In 2000, two children – a six-year-old and a nine-year-old – arrived with their aunt as refugees in Halifax from war-torn Somalia. Without having received adequate assistance to help them adjust to the predominantly English-speaking society, the two children were taken from their aunt by the government and put in foster care. Separated from his older sister, the six-year-old boy would later spend his youth moving between 31 different homes. He would be victim to the foster-care-to-prison pipeline and spend five years in jail for his convictions. His name is Abdoul Abdi. He is 24 years old and a former child refugee. The Canada Border Services Agency (CBSA) says Abdoul is illegal in this country.
On the CBSA’s deportation list are over 15,000 immigrants, like Abdoul, deemed “illegal.” Most of them even share stories similar to Abdoul’s – grief-stricken refugees fleeing their war-torn countries and seeking safer places for themselves and their families. Due to refugee quotas, language barriers and overall inaccessibility, some immigrants take the risk to travel to Canada through non-government channels. These undocumented immigrants are considered illegal by the CBSA and are then targeted to be deported back to their war-torn countries. In fact, immigrants and their children are the only people in Canada who can be jailed without being charged for criminal offenses. During Harper’s government, over 85,000 immigrants were detained without charge under indefinite conditions. How many Canadians can say that they are aware of this? In Abdoul’s circumstance, the Department of Community Services neglected to submit necessary paperwork for Abdoul to apply for Canadian citizenship back when he still held refugee status. Ultimately, due to his criminal charge, he became ineligible for citizenship. Abdoul now faces deportation from Canada – a country that originally promised him a better future – to Somalia, a country he has never lived in.
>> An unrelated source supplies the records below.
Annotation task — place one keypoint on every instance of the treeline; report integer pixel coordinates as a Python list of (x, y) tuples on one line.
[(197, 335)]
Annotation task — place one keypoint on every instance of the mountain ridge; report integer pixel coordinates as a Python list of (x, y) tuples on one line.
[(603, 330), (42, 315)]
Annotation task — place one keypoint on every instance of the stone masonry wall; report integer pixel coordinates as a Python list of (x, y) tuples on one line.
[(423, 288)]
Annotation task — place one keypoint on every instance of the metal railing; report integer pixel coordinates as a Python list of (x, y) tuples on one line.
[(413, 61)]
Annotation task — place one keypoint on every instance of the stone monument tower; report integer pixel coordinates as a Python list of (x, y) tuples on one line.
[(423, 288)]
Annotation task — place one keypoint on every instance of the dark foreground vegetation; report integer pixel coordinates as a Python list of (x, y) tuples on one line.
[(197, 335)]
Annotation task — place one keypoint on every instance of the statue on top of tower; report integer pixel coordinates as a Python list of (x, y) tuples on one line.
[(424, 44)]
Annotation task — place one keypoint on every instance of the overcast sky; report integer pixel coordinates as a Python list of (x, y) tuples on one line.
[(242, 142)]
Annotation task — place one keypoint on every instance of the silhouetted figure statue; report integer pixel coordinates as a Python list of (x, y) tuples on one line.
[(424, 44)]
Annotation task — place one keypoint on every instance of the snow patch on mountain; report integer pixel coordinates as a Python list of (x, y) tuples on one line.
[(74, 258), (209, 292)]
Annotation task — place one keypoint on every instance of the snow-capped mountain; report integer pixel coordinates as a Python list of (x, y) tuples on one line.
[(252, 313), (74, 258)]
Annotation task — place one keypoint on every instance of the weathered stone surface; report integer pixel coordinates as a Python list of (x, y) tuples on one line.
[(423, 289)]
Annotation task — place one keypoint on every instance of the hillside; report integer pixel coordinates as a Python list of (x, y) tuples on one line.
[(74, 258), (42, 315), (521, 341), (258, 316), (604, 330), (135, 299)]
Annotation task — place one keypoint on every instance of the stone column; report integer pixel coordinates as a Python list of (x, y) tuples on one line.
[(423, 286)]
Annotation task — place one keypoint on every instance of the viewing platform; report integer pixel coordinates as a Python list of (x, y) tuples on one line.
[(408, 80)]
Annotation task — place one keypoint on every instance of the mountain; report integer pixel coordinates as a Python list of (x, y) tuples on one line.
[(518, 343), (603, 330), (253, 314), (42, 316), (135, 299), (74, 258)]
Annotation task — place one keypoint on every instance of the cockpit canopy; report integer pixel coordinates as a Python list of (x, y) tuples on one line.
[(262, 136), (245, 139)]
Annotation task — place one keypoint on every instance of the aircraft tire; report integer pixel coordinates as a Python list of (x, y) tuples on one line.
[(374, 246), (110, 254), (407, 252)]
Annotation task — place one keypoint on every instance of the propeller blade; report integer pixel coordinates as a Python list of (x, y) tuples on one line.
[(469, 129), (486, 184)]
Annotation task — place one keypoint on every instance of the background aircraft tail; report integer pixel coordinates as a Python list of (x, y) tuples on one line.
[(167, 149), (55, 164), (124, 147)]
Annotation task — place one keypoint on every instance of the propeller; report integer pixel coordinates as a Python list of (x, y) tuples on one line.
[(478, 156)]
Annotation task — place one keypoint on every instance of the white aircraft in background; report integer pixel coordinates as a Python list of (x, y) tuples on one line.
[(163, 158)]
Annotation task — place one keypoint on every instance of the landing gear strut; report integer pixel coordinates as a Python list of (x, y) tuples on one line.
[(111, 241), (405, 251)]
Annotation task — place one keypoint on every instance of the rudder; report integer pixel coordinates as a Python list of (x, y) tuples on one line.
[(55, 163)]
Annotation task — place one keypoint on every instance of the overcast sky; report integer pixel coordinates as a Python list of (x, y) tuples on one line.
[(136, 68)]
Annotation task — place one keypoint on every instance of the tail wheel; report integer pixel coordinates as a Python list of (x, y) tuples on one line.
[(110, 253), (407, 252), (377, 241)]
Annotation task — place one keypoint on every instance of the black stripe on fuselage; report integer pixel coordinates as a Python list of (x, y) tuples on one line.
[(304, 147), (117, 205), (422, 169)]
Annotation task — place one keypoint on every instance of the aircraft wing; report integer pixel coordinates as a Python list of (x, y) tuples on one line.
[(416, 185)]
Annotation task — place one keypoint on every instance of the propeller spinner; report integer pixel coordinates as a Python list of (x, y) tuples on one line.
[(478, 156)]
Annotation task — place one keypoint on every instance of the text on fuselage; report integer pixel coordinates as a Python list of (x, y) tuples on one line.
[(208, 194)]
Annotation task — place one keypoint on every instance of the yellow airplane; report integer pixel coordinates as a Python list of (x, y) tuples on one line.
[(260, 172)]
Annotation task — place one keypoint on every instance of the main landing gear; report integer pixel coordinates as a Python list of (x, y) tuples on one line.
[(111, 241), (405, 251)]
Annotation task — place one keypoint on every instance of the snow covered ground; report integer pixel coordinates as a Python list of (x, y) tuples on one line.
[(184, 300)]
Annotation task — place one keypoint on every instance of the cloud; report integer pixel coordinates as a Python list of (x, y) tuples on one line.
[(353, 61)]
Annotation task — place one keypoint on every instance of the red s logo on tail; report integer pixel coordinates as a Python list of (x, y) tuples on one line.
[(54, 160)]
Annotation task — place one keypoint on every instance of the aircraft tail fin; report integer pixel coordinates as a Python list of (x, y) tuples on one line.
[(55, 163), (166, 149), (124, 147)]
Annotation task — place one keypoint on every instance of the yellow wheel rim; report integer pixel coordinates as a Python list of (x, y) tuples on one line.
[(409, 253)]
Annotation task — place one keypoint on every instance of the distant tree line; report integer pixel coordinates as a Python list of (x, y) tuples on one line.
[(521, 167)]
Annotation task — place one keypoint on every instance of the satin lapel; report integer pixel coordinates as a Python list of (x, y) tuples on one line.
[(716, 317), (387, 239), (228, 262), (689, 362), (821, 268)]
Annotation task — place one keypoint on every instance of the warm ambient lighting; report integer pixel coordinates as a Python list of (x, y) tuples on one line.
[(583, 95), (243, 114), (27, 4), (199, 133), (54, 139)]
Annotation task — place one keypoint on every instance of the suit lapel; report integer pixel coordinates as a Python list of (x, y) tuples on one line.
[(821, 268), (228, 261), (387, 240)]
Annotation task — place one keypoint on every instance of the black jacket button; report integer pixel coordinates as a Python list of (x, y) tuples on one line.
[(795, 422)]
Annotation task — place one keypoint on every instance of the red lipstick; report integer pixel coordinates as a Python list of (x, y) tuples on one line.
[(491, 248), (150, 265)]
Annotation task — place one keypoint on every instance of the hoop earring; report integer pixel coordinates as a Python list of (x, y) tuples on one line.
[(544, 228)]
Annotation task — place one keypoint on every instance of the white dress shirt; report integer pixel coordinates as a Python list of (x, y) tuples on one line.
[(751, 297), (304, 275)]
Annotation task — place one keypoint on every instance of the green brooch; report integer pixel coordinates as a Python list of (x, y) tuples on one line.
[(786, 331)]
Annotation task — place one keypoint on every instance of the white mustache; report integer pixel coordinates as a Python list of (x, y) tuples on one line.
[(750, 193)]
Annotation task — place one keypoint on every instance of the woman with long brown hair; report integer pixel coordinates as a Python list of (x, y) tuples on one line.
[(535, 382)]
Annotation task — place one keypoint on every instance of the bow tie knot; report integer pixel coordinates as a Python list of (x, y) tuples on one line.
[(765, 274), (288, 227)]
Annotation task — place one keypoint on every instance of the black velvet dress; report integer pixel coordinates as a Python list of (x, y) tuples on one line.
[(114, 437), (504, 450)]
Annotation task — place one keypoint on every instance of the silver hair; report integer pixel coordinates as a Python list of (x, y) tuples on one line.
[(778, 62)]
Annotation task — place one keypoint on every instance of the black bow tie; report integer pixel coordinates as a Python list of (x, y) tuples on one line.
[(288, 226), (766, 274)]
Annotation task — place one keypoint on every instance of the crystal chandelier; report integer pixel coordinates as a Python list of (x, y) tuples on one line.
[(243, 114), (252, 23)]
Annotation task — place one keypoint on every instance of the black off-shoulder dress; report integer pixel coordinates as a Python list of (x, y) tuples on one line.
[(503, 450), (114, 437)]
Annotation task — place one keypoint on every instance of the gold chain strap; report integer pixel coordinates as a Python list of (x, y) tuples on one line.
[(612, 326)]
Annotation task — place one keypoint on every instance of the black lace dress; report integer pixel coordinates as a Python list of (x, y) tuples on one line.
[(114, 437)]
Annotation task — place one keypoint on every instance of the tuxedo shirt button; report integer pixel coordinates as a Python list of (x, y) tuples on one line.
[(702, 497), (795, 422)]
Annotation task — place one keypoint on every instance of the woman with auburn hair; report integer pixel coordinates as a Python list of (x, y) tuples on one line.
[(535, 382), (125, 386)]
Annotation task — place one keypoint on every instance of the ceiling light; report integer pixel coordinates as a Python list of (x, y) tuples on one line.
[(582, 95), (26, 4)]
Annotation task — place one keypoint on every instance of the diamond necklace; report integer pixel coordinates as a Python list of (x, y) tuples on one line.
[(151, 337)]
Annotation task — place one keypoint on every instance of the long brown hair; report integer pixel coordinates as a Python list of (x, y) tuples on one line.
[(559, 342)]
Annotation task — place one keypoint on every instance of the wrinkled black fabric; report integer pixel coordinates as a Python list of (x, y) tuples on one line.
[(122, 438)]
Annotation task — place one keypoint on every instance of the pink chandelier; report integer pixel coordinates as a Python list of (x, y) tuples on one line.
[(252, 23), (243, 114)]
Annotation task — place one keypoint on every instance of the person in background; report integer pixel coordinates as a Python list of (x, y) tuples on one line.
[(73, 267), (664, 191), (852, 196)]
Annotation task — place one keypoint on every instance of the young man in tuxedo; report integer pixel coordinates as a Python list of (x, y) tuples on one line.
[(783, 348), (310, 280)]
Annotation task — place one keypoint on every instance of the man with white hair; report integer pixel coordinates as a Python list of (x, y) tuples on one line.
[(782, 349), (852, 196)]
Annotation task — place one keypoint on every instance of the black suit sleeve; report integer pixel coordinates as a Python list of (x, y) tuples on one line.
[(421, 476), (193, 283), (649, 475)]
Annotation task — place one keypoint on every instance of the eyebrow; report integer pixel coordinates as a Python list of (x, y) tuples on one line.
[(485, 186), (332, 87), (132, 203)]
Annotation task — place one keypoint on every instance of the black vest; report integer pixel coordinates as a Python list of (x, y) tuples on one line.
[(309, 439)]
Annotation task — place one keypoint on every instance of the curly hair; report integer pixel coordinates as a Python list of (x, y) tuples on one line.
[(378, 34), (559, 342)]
The refugee system, foster-case system, school system, prison system and legal system all consecutively failed Abdoul in protecting and caring for him. As Abdoul continues to move through various government processes, it becomes clearer how unjust his life has been. Not only was he ripped from his family at a young age, he was stripped of ever having a childhood. Like so many vulnerable black and brown youth who have been failed by the state, Abdoul’s case is characteristic of the other 15,000 immigrants who are being sought by the CBSA. As Indigenous activists have said in reference to Abdoul’s case, we must consider the morally corrupt act of deportation on stolen land. We cannot fail Abdoul again.
The Federal Court has agreed to hear Abdoul’s case at the end of May. Until then, campaigns by migrant justice activists have been called in his name asking Canadians to demand public officials stop his deportation.